The same principle of having positive regard would apply to treating the people whom you work with, subject to reasonable standards of respect, non-discrimination and boundaries.
It would greatly facilitate your work, if you focus on the objective of the case/transaction and the task at hand, and not let your personal judgment of the clients or colleagues affect your emotions and stand in the way. Avoid personalising or labelling others or yourself, and try to be rational, open-minded and receptive to others, including your subordinates.
It is of utmost importance that we stay true to ourselves at all times, and act in a manner that is congruent with our feelings. If you are having difficulty with certain issues, take control of the issues and face them up-front. If you do not find your work fulfilling, reflect on what you are doing and whether it accords with your values and passion. If you are experiencing burnout, evaluate your actions and working environment, and take steps for self-care or have a change of environment. If your health is suffering or your personal life is falling apart because of your work, take stock of your current priorities in life.

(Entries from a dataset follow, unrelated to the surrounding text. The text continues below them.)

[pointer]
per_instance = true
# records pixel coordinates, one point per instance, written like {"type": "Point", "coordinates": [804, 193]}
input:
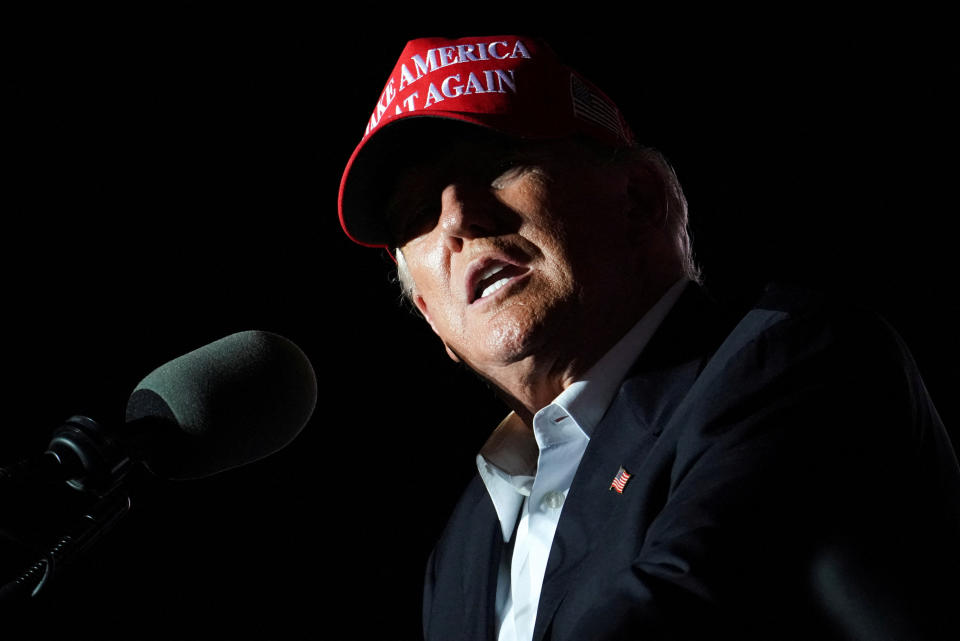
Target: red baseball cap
{"type": "Point", "coordinates": [514, 85]}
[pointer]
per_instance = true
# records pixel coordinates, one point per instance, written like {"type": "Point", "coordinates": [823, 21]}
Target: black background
{"type": "Point", "coordinates": [170, 177]}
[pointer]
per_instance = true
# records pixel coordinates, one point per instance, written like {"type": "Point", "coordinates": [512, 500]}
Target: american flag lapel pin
{"type": "Point", "coordinates": [620, 480]}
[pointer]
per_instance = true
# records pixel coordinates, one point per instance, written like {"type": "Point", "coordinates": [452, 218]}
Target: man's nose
{"type": "Point", "coordinates": [466, 213]}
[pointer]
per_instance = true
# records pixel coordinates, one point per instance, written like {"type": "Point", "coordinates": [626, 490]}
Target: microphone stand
{"type": "Point", "coordinates": [81, 454]}
{"type": "Point", "coordinates": [96, 522]}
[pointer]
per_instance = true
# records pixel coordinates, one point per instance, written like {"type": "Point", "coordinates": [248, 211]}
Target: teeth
{"type": "Point", "coordinates": [494, 287]}
{"type": "Point", "coordinates": [490, 271]}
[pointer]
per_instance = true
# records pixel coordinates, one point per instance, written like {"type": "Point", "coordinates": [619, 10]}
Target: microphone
{"type": "Point", "coordinates": [226, 404]}
{"type": "Point", "coordinates": [221, 406]}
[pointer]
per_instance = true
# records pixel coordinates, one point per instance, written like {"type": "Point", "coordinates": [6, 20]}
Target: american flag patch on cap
{"type": "Point", "coordinates": [620, 480]}
{"type": "Point", "coordinates": [594, 107]}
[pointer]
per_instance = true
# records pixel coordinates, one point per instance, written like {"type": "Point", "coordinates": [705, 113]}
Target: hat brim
{"type": "Point", "coordinates": [371, 172]}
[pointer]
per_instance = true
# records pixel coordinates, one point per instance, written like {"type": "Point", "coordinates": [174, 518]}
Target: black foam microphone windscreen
{"type": "Point", "coordinates": [226, 404]}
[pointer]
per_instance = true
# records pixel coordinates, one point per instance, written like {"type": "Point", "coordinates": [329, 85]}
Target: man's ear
{"type": "Point", "coordinates": [422, 306]}
{"type": "Point", "coordinates": [646, 194]}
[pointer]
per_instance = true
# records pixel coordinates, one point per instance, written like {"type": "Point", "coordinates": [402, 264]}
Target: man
{"type": "Point", "coordinates": [668, 470]}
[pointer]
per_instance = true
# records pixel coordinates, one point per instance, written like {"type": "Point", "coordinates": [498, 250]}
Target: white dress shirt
{"type": "Point", "coordinates": [529, 477]}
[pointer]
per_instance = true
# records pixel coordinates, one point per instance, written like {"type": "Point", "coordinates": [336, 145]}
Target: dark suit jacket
{"type": "Point", "coordinates": [791, 480]}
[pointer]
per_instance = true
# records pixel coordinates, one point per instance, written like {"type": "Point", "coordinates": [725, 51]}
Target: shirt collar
{"type": "Point", "coordinates": [508, 460]}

It also pays to be sincere and honest with your clients and the people that you work with. If you think you are not able to meet certain deadlines, it is better to be truthful about it and manage your client’s or your supervisor’s expectations. If you have made any mistake, take ownership and apologise for it. If you disagree with your client’s or your co-worker’s approach, share your views in a respectful way.

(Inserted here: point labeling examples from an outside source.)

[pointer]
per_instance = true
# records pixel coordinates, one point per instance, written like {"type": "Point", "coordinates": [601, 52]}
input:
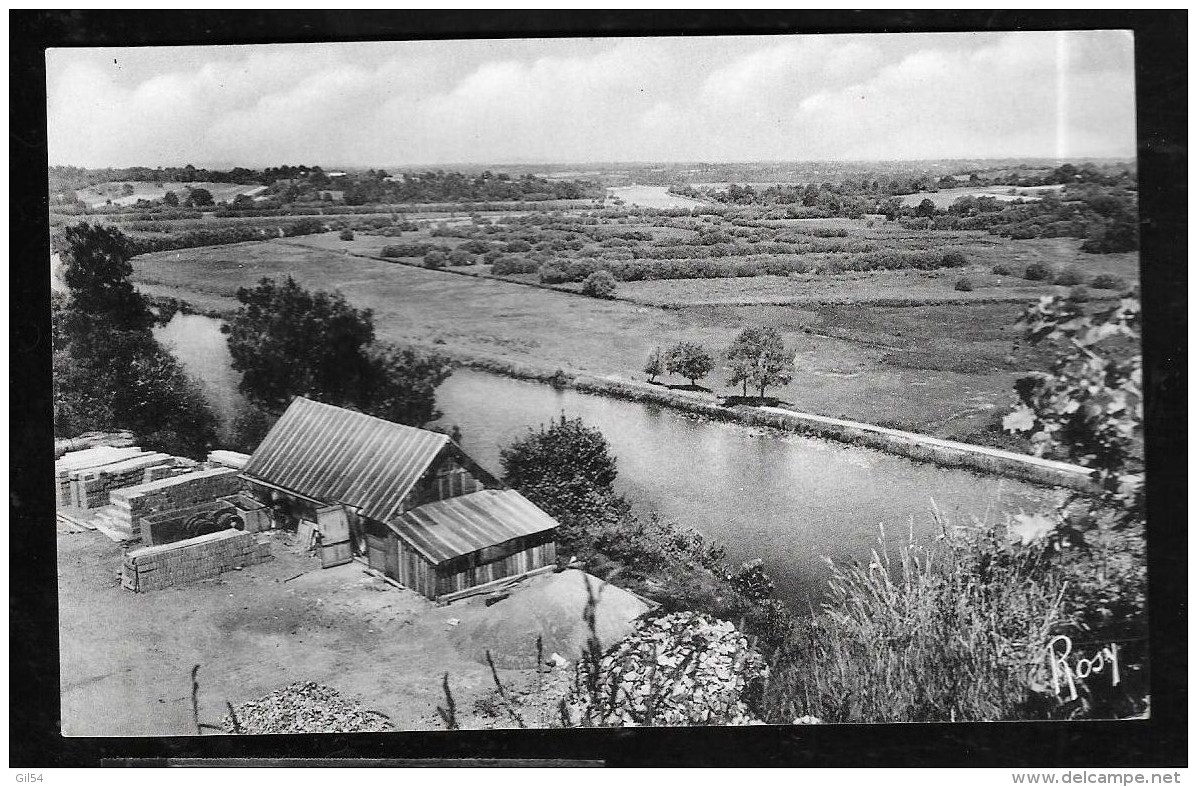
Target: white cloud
{"type": "Point", "coordinates": [909, 96]}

You will earn the respect of your clients and colleagues by being congruent and mature, and managing any issues in a professional manner.

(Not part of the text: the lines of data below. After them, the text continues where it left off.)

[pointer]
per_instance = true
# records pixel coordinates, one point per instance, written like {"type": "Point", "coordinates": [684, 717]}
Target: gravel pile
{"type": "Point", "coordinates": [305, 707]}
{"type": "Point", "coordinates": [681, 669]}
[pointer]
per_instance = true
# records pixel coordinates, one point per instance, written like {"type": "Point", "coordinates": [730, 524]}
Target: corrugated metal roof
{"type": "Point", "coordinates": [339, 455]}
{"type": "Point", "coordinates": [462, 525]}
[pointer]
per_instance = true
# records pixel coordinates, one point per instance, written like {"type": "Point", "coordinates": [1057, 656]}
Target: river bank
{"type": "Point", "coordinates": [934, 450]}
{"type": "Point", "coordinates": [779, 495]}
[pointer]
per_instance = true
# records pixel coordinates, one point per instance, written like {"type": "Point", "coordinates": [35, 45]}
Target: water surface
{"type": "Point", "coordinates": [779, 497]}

For a lawyer to be effective, besides being technically sound, he/she needs to be good at reading people, reading the room/court, and understanding the issues or situations. It is therefore important to have empathy, the ability to put yourself in the shoes of others, and try to understand the situation from the perspective of your client, the counter-party, the opposing counsel, and other stakeholders. By understanding the client and other opposing side, you will be in a better position to provide a good solution to satisfy the parties concerned.
Similarly, having empathy for the people that you work with will reduce a lot of workplace conflicts. Looking from the other person’s perspective and not jumping to conclusions are important traits for enhancing healthy working relationships. From what I can see, empathy appears to be a rare commodity within the legal profession. This could be due to the high level of pressure from top down, causing everybody to be single-mindedly concerned about meeting his/her own performance targets or deadlines. Practising empathy will enhance your emotional intelligence which is an asset that is just as important, if not more, as your technical skills in sustaining your law practice.
However, above all, you must always have self-compassion, and not be too critical about yourself or your mistakes. Having a high but realistic standard for your work is fine, but trying to be perfect is unhealthy as there is no such thing as being “perfect”. You should not be afraid to make mistakes, as you learn by making mistakes, just like any other senior lawyers in the profession.
As a newly admitted lawyer, do take your time to explore and find the right path for yourself, and a firm that offers the right fit for you. Try practising the key conditions of being a person-centred lawyer – by being non-critical, congruent and empathic, to self and others. If there are more person-centred lawyers in the legal industry, it would be more sustainable for young lawyers to remain in the profession for the long haul.
Once again, congratulations, and best wishes to you in crafting your path forward.